Foreign investors have been cautious about emerging markets like India due to a combination of global economic headwinds, rising interest rates in developed markets, and concerns over inflation.
The US Federal Reserve’s ongoing rate hikes to combat inflation have made the US dollar more attractive, leading to a stronger greenback and a weakening of currencies like the rupee. This has been compounded by fears of slower global economic growth, leading to risk aversion among investors and prompting them to pull out of riskier assets such as emerging market equities.
Expert Opinions on the Rupee’s Trajectory
Despite the rupee’s latest tumble, market experts believe that the currency’s downside is somewhat limited, thanks to the Reserve Bank of India’s (RBI) sizable foreign exchange reserves.
Amit Pabari, Managing Director of CR Forex Advisors, noted that while global headwinds continue to exert pressure on the rupee, the RBI’s reserves provide a buffer that can help stabilize the currency in the near term. He also pointed out that the recent rise in metals, which tend to have a negative correlation with the dollar, could benefit emerging market currencies like the rupee.
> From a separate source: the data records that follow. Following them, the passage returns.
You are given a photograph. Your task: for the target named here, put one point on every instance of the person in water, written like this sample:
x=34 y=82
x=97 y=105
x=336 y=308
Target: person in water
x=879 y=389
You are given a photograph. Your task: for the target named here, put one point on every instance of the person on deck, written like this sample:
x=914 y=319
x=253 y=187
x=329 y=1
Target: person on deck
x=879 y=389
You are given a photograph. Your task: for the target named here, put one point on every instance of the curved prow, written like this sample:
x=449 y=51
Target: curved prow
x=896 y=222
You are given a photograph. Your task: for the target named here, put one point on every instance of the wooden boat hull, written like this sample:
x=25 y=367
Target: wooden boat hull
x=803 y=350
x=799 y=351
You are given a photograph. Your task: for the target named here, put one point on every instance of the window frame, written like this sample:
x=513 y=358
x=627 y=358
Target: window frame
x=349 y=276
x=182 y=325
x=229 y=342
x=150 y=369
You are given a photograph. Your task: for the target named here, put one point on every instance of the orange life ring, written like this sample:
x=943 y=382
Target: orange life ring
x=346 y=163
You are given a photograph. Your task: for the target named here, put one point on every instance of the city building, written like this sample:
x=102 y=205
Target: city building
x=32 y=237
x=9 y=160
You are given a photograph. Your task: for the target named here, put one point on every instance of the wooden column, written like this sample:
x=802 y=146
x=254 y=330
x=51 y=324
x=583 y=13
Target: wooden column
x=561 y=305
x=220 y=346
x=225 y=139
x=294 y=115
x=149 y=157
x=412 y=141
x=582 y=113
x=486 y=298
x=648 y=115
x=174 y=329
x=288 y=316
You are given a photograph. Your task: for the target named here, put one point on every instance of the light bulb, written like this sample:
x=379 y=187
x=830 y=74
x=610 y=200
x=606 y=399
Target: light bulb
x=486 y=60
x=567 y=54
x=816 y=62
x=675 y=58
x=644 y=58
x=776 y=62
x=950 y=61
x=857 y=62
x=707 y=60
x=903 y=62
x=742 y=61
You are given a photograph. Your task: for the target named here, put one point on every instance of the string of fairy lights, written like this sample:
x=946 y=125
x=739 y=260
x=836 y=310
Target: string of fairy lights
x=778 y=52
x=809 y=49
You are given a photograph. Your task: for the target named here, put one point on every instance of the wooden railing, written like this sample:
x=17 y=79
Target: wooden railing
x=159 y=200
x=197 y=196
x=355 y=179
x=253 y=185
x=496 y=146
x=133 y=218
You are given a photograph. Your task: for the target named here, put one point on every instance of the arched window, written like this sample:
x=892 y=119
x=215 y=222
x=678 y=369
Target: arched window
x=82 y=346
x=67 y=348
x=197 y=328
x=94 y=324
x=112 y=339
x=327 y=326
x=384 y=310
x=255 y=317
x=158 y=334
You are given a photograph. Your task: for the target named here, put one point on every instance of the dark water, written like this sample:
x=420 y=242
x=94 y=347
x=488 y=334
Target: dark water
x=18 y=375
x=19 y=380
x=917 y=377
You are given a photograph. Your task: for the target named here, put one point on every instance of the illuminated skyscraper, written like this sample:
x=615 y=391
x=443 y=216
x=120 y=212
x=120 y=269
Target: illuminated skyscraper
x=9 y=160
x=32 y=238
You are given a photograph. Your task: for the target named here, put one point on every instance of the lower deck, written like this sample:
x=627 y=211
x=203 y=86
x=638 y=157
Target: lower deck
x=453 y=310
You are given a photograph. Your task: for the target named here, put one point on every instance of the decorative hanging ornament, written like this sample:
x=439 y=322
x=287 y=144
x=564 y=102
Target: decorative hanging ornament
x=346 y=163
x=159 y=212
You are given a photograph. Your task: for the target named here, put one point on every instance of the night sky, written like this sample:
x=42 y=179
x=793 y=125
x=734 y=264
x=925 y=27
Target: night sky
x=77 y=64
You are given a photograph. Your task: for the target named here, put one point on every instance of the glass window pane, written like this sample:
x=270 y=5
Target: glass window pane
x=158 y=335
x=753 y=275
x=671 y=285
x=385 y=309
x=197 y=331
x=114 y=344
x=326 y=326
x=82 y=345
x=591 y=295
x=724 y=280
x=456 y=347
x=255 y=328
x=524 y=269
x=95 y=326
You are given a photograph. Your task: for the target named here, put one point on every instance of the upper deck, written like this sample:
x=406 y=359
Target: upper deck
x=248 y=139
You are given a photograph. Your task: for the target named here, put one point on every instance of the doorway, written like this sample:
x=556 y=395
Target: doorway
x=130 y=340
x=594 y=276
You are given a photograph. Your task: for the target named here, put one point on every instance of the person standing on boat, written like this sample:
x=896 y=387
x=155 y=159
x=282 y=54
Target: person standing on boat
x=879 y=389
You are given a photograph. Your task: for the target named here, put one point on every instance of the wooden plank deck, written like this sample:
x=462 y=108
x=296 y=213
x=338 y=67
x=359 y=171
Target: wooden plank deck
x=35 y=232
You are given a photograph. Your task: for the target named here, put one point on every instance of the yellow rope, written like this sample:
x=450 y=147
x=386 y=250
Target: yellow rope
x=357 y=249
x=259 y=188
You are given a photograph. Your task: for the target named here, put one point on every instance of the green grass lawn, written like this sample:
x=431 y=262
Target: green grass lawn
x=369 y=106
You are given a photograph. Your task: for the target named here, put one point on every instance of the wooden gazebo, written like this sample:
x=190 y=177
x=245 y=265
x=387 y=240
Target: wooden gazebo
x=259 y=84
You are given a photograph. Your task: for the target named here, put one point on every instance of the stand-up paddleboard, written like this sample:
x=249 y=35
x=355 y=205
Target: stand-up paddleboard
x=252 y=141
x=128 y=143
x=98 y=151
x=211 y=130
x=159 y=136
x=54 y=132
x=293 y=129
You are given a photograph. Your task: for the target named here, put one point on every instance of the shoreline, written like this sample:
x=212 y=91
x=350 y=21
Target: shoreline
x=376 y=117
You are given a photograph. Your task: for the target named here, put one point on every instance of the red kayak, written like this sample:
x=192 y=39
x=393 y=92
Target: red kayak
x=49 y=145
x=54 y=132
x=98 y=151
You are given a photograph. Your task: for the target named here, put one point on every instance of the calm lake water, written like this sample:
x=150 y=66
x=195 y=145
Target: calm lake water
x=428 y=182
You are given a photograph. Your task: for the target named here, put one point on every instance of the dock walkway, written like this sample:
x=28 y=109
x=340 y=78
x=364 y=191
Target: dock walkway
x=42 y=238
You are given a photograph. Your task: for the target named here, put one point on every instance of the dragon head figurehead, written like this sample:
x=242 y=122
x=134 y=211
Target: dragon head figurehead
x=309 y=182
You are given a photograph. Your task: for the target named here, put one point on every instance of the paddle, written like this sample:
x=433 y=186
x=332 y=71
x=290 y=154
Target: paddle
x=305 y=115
In the short term, Pabari expects the USD/INR pair to remain range-bound between 83.80 and 84.05, with the rupee potentially stabilizing within this range. “Looking further ahead, the outlook for the rupee brightens with substantial inflows expected to hit the market,” he said. Pabari added that the rupee could see some recovery in the coming months as foreign investments increase and global oil prices stabilize.
Broader Market Impact and Stock Market Performance
The rupee’s depreciation has also had a ripple effect on the domestic equity markets, with both major indices recording declines on Friday. The benchmark 30-share BSE Sensex was down 259.05 points, or 0.32%, to 81,352.36, while the broader Nifty 50 index fell by 67.40 points, or 0.27%, to 24,931.05. The drop in the indices reflects the cautious sentiment among investors, who are grappling with a combination of rising oil prices, inflationary pressures, and concerns over the global economy.
The weakness in the rupee is likely to continue influencing market sentiment in the coming weeks, as investors assess the impact of global economic conditions on India’s growth prospects. However, analysts remain optimistic that the RBI’s interventions and India’s long-term growth potential could help offset some of the near-term challenges.
Dollar Index and Global Context
The US dollar, meanwhile, has remained strong, with the dollar index, which measures the greenback’s strength against a basket of six major currencies, down just 0.11% to 102.87 points on Friday.
The dollar’s resilience has been a key factor in the rupee’s decline, as investors flock to the safety of the dollar amid rising uncertainty in global financial markets. With the US Federal Reserve continuing its hawkish stance on interest rates, the dollar is expected to remain strong, putting further pressure on emerging market currencies like the rupee.
The Indian economy, like many others, is navigating a complex global landscape, where the interplay of high oil prices, inflationary pressures, and FII outflows will likely continue to drive volatility in both currency and equity markets. While the immediate outlook remains challenging, experts believe that the RBI’s reserves and India’s long-term growth potential could offer some relief moving forward.
As of now, the focus remains on monitoring global oil price trends, FII flows, and the actions of central banks, both in India and internationally, as they work to balance growth, inflation, and financial stability.